Cima di Pramper is a mountain in the Veneto region of northern Italy.

==Description==
Cima di Pramper is a 2409 meter summit in the Dolomites. Set in the Province of Belluno, the peak is located five kilometers (3.1 miles) south of the municipality of Forno di Zoldo. The peak is set on the boundary of Dolomiti Bellunesi National Park, a UNESCO World Heritage Site. Precipitation runoff from the mountain's slopes drains into Torrente Pramper and Torrente Maè which are tributaries of the Piave. Topographic relief is significant as the summit rises over 1,000 meters (3,281 feet) above the Pramper Valley in 1.5 kilometers (0.93 mile), and 1,760 meters (5,774 feet) above the Maè Valley in four kilometers (2.5 miles).
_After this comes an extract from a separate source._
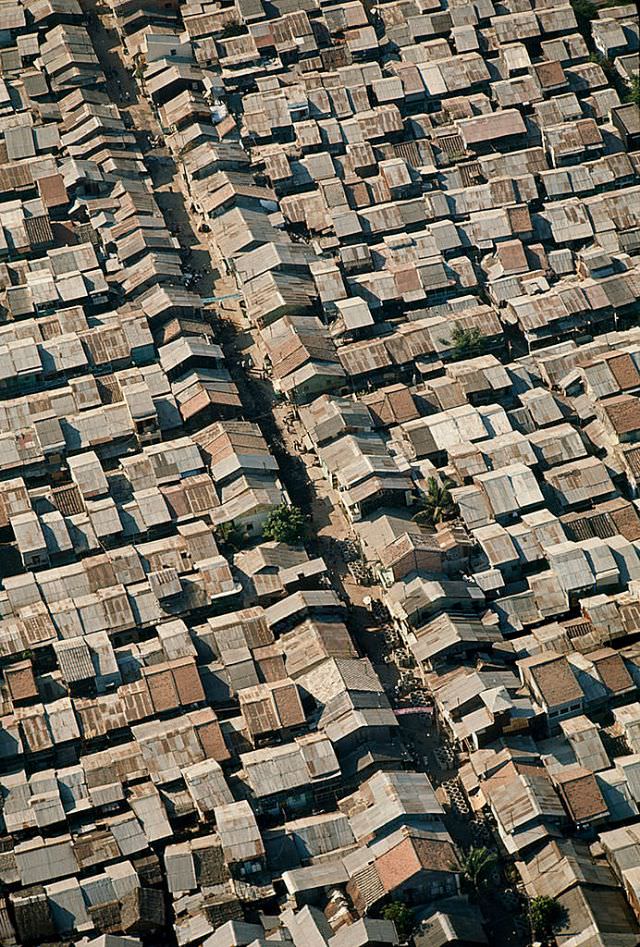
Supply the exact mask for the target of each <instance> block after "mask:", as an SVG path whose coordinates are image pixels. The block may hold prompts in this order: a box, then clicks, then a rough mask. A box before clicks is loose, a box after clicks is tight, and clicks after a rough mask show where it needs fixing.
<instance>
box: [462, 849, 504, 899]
mask: <svg viewBox="0 0 640 947" xmlns="http://www.w3.org/2000/svg"><path fill="white" fill-rule="evenodd" d="M460 864H461V865H462V877H463V879H464V881H465V883H466V885H467V886H468V887H469V888H470V889H471V891H473V892H474V893H475V894H479V893H480V891H481V890H482V889H483V888H484V886H485V885H486V883H487V881H488V879H489V876H490V875H491V873H492V871H493V869H494V868H495V867H496V865H497V864H498V856H497V855H496V854H495V853H494V852H490V851H489V849H488V848H470V849H469V851H468V852H465V854H464V855H463V856H462V857H461V859H460Z"/></svg>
The nearest higher neighbor is Cima de Zità Nord, 2.53 kilometers (1.6 miles) to the south-southwest.

==Climate==
Based on the Köppen climate classification, Cima di Pramper is located in an alpine climate zone with long, cold winters, and short, mild summers. Weather systems are forced upward by the mountains (orographic lift), causing moisture to drop in the form of rain and snow. The months of June through September offer the most favorable weather for climbing or visiting this area.